Hay señales alarmantes en el horizonte, pero somos como el bisabuelo Otto, incapaces de leerlas. Cosas tan serias como el partido socialista francés o el alemán están siendo arrasados. Hay nuevas ultraizquierdas reventando las calles en nombre del egoísmo (Sahra Wagenknecht, Melenchon). Países enteros tienen dificultades para armar gobiernos y sostenerlos (Bélgica, Francia, España, Alemania). Las redes están educando a las nuevas generaciones en la indiferencia hacia el parlamentarismo y en París es prohibitivo vivir porque, o pagas la almendra central a precios de infarto o te metes en los suburbios, el banlieu donde la inmigración ha dado lugar al gueto.
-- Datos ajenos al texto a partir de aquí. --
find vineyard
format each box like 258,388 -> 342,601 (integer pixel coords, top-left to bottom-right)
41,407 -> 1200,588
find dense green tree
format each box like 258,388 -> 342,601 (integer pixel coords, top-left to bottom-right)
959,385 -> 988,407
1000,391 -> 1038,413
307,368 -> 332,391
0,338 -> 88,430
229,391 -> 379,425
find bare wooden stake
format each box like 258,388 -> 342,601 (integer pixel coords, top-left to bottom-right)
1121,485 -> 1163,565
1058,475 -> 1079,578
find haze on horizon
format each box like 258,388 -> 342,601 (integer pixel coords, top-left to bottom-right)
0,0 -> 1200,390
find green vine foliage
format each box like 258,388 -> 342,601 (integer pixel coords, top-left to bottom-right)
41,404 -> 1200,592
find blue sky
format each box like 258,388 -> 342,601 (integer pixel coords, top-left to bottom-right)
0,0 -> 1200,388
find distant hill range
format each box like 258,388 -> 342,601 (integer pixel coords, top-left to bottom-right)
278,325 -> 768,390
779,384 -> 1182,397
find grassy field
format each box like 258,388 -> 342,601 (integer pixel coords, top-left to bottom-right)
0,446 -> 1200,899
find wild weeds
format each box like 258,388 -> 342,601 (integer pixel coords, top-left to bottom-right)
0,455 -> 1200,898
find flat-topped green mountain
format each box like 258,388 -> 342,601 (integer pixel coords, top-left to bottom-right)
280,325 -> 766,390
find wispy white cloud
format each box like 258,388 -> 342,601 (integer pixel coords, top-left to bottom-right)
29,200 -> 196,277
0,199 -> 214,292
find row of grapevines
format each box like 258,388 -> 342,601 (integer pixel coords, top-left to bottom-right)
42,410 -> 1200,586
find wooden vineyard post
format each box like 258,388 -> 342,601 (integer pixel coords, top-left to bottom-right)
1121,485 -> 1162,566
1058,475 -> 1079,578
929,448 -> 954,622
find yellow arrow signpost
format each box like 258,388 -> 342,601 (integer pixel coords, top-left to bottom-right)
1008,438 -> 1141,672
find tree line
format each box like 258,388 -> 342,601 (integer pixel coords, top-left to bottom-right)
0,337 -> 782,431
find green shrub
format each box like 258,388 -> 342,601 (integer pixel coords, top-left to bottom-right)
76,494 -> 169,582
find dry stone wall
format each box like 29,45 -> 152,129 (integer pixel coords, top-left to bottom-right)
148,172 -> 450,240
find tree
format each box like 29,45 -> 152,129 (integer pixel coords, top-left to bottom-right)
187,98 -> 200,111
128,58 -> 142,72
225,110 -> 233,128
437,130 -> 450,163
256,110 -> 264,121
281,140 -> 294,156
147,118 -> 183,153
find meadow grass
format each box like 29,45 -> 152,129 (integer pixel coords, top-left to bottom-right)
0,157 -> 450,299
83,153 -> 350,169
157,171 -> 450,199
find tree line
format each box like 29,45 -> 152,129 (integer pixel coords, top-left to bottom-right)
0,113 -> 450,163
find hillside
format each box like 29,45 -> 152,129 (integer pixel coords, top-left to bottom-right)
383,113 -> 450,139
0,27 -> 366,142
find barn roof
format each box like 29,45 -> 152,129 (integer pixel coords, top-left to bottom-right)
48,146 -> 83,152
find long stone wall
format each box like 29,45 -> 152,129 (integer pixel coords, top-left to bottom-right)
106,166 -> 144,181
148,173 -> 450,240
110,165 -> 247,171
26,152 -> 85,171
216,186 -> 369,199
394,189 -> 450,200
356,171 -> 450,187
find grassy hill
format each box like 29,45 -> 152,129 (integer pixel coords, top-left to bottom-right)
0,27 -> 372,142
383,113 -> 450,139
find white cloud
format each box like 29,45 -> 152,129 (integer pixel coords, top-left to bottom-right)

Los problemas están delante de nuestras narices, pero seguimos creyendo la propaganda del Weimar. Tenemos que aprender a convivir con millones de personas nuevas y distintas, que vienen de la miseria, y es preciso un sistema educativo que nos dé las razones para existir y trabajar. En cambio, por ejemplo en España, se negocia la pervivencia del Gobierno con una minoría nacionalista y racista. El presidente se niega explicar la supuesta corrupción de su mujer y, a las preguntas de la oposición, contesta «y tú más». Cada silencio sobre Begoña Gómez, cada foto de Santos Cerdán en Ginebra, engordan un un escepticismo que nadie parece ver.

Ahí fuera hay una urgencia que requiere honestidad, trabajo intenso y bondad. En cambio, crecen el rencor, la distancia y la indiferencia. Estamos dejando correr entre los dedos el oro de Europa y olvidando que la casa, si no se construye sobre roca, se desbarata.